Many investors buy NFTs as a speculative investment in the hope that they’ll be able to flip them at a much higher price than what they originally paid. But a growing number of people are also holding them long term as collectibles.

“Like any technological hype cycle, we’re starting with speculative activity and usually that gives way to more fundamental value,” Nadya Ivanova, chief operating officer of L’Atelier, told CNBC.

“NFTs started in 2017. A lot of it was about speculation. What we saw in 2020 is the market is actually maturing.”

NFTs have lured in celebrities like Mark Cuban, Lindsay Lohan and Gary Vaynerchuk, while major brands are also getting involved. And people are finding other use cases for NFTs, such as virtual real estate and gaming.
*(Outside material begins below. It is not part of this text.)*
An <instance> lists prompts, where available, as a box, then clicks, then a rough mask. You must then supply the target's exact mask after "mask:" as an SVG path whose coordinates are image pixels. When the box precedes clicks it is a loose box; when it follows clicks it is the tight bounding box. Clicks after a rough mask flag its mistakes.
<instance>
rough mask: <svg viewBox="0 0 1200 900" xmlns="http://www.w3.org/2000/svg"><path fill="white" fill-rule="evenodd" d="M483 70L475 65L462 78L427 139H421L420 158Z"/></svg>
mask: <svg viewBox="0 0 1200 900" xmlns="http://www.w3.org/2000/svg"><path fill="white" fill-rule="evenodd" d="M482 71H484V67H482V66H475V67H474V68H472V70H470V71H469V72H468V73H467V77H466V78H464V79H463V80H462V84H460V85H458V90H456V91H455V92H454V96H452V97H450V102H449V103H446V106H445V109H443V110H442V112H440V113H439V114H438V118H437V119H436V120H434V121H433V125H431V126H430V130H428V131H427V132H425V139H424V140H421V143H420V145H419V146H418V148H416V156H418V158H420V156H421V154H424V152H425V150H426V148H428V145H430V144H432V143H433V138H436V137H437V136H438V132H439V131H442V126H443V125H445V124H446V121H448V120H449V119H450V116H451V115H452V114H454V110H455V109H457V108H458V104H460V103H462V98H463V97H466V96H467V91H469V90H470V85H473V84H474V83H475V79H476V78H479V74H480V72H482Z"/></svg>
Nevertheless, the NFT space has been met with skepticism from some artists and investors. Critics view it as another crypto fad akin to the initial coin offerings of 2017 that will eventually drift into irrelevance. Unsurprisingly, the firms behind such tokens disagree.

“I think that 99% of the projects that are in the space today might not exist two or three years later, very similar to the ICO boom,” WhaleShark said.

Many NFTs are priced in ether, the digital token of the Ethereum blockchain. The digital asset briefly touched a record price of more than $2,000 last month before slumping about $600 in a matter of days, reminding investors of cryptocurrencies’ wild volatility.